In the embodiment of Figure 7 stereo echo cancellers 621 , 622, 623 are used, driven from the outputs, and not the inputs, of the respective HRTF filter banks 81 , 82, 83. Correlations between the pairs of channels can be allowed for using the control processor 99, which modifies the parameters of the adaptation process used in the echo cancellors 621 , 622, 623 according to the values of each HRTF. This system allows source locations to be changed without readapting. However, there is some redundancy in this system as all the stereo cancellers 621 , 622, 623 should converge to the same values, because they are all modelling the same pair of paths 92L, 71 , 22L, 1 2, 90 and 92R, 71 , 22R, 1 2, 90.

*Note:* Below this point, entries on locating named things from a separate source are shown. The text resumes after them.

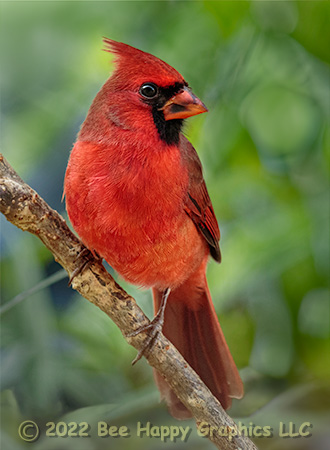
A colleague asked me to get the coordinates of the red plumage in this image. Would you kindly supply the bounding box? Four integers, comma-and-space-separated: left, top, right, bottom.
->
65, 39, 243, 418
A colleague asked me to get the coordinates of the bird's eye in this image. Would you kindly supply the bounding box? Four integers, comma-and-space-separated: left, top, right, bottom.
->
140, 83, 158, 98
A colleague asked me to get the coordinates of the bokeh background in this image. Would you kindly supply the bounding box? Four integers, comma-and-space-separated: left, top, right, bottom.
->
0, 1, 330, 450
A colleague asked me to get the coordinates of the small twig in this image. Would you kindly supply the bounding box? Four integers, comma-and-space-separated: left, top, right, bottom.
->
0, 154, 257, 450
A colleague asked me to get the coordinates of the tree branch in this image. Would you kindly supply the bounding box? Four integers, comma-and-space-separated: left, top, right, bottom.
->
0, 154, 257, 450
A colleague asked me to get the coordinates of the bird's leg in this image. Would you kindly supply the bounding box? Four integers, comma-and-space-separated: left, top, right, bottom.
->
127, 288, 171, 365
68, 247, 102, 286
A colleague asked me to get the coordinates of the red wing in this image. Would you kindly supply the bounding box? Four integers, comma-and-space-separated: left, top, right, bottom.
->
180, 137, 221, 262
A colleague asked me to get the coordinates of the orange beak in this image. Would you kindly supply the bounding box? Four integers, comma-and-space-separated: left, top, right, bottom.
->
160, 87, 208, 120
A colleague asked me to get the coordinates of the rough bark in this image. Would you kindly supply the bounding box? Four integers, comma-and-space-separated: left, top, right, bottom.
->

With the embodiments of Figures 6 and 7, the echo canceller is modelling the crosstalk canceller 71 , and one echo canceller is required for each input. These problems can be overcome using the system in Figure 8. This uses a single stereo echo canceller 62 taking its input either downstream of the combiners 92L, 92R and crosstalk canceller 71 . The adaptation of the stereo echo canceller will now be based either on features common to all the HRTFs used in the filter banks 81 , 82, 83 or, as shown, using the controller 99 to determine input signal levels, speech content or other factors to select which of the predetermined HRTFs is the most appropriate to compensate for.
If steerable microphones or arrays are used, the number of possible 'channels' becomes the number of microphone directions, multiplied by the number of loudspeaker directions. This may be met by maintaining a set of echo canceller coefficients for each loudspeaker direction in the store 99, and selecting the appropriate coefficients for the currently selected direction.